Advertisement

Is Ultraviolet movie magic?

Share

After stumbling badly in their first attempts to sell downloadable versions of their films, Hollywood studios appear to be regaining their footing. At the Consumer Electronics Show in Las Vegas this month, a consortium of entertainment and technology companies unveiled Ultraviolet, a new platform for distributing content online that lets retailers sell movies and TV shows that can be watched anywhere, anytime and on many different devices. This is a huge step in the right direction for both content owners and consumers. But with millions of consumers accustomed to watching movies online for little or no cost, it remains to be seen whether Ultraviolet has arrived too late to revive downloadable movie sales.

The studios handicapped retailers’ initial efforts to sell movies online by withholding titles and using anticopying technology that made downloads incompatible with many devices. Ultraviolet was designed to solve the latter problem, giving consumers far more freedom while still accommodating the studios’ demand for piracy protection.

Expected to launch this year, UV-compatible services will offer downloadable movies and TV shows that can be copied onto as many as a dozen devices that meet the UV standard, burned onto DVDs or streamed to connected TV sets, set-top boxes, computers and smartphones running UV software. To reduce compatibility problems, the system works with the five types of anticopying technology employed by most major electronics manufacturers.

Advertisement

Yet the consortium still faces an uphill climb, given that consumers have filled their homes with devices that weren’t built to UV specifications and may not be able to adapt to them. (Apple is a notable holdout.) Another complication is the exclusive rights the studios sell to companies such as HBO, which may temporarily prevent people from streaming UV movies they’ve bought.

And though UV expands the options available to movie buyers, it’s burdened with a much more complex set of rules and restrictions than DVDs and Blu-ray discs. Meanwhile, easy-to-use movie streaming and digital rental services from the likes of Netflix, Amazon and CinemaNow are being built into more TVs, disc players and portable devices.
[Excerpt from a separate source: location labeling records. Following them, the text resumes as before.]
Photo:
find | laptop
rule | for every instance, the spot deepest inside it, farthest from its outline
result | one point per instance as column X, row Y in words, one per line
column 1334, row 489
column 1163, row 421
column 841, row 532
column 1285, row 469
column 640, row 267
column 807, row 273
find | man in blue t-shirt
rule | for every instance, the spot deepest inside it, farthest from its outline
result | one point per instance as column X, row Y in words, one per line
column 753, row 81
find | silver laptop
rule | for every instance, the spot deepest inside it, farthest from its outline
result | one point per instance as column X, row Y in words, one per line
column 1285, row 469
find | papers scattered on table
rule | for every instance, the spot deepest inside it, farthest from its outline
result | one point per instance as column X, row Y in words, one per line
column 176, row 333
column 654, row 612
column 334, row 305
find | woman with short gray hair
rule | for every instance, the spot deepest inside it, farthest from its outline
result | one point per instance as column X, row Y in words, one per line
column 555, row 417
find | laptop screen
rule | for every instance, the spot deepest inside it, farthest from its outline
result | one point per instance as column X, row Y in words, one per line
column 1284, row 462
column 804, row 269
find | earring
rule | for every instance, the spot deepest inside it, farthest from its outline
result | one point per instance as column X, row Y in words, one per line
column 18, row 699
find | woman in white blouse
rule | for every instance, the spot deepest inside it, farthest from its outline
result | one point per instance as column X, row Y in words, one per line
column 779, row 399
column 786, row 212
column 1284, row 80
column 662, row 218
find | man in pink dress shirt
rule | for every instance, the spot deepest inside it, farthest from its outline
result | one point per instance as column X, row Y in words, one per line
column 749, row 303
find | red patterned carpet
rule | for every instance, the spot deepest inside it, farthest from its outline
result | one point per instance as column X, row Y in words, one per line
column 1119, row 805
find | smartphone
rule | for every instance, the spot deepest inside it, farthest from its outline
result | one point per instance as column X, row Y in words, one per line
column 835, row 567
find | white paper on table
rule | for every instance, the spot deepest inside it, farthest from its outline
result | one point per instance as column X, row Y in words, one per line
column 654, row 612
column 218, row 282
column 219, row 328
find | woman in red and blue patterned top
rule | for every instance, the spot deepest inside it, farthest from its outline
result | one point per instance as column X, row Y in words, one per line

Nevertheless, the flexibility that UV offers is long overdue. It may not convert hordes of renters (or illegal downloaders) into buyers, but it brings Hollywood’s downloads more in line with what consumers expect from digital products. And most important, it gives programmers, gadget makers and online entrepreneurs more room to innovate. With home-video revenue on a three-year slide, Hollywood needs all the help on that front it can get.